9月23日に発表されたいわゆるミニ・バジェットには二つの基本的な問題があった。第一に、その規模。英国の公共財政は年間450億ポンドの資金手当が必要になると同時に、インフレ圧力が一段と強まる可能性が大きくなるものであった。第二に、信頼性の低下。前財務相が公共財政の中期的戦略を示すことができず、さらに独立機関である予算責任局OBRをこのプロセスに関与させなかったことにより、英国の政策に対する信頼性が大きく損なわれた。

こうした問題ある措置につきほぼすべての撤回が発表されたことで、ある程度、問題を解消することができたはず、である。
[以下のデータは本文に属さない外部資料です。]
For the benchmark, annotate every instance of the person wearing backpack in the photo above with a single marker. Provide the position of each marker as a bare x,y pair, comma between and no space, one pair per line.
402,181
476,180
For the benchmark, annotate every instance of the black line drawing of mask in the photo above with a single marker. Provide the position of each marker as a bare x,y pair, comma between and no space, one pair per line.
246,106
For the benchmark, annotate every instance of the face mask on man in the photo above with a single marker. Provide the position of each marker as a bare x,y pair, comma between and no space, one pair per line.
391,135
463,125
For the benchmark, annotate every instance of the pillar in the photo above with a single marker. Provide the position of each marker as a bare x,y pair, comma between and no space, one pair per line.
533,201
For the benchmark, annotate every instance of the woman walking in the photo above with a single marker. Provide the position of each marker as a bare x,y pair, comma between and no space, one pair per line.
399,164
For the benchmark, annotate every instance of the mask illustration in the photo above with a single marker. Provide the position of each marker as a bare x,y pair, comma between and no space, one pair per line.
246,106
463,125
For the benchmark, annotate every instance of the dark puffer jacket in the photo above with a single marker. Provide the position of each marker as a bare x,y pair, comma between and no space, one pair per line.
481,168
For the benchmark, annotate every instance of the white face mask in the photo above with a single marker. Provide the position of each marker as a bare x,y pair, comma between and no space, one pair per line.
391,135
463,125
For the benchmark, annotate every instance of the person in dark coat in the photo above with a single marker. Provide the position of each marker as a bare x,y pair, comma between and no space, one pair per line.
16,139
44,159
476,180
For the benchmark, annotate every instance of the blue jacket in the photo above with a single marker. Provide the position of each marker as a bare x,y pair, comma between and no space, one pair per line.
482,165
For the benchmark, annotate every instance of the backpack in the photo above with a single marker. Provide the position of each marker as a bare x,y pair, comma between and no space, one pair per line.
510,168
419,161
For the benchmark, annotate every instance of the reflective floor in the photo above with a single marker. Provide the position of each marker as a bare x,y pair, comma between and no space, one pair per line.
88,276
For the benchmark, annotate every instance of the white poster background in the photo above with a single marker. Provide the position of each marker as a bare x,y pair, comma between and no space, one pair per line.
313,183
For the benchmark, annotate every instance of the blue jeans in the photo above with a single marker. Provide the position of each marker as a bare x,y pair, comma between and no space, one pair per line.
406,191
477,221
以前に発表された448億ポンドの減税案の約4分の3が撤回されたことになったためで、資金をどこから調達するか全く不明となるブラックホールは明らかに縮小することになったと言える。

だが、他の条件が同一なら、借入額が増加することには変わりがないのも事実。借入所要額は年間125億ポンド前後の増加になる。そのため、財務相は10月31日に追加的な財政緊縮化策を打ち出さざるを得なくなる。

そうなると、経済見通しは大きく変わり得る。早期から景気停滞が始まることが想定され、利上げ見通しに関する見通しも想定対比縮小することになるのではないか。100bp程度は利上げする可能性もあった11月のMPCでは、75bp程度に利上げ幅の縮小が想定されることになる。また、BOEによる購入した資産の売却も進むであろう。

政策スタンスが二転三転したことにより、たとえ新しい政権が誕生しても、失われた信頼を取り戻すまで政治的な不透明性が続く可能性が残る。しかし、英国債やポンドなど英国資産が売り込まれたとしても、どこかで反転するであろうことは期待してよい。当面は資産の売却が進むはずであるため、時期をうかがう必要はあるが、それこそデフォルトするわけではない。相応のスプレッドが広がった後は、キャリー狙いの、かつ、短期的なキャピタルゲイン狙いの投資が、英国債や英国企業社債などで正当化されることは見ておきたい。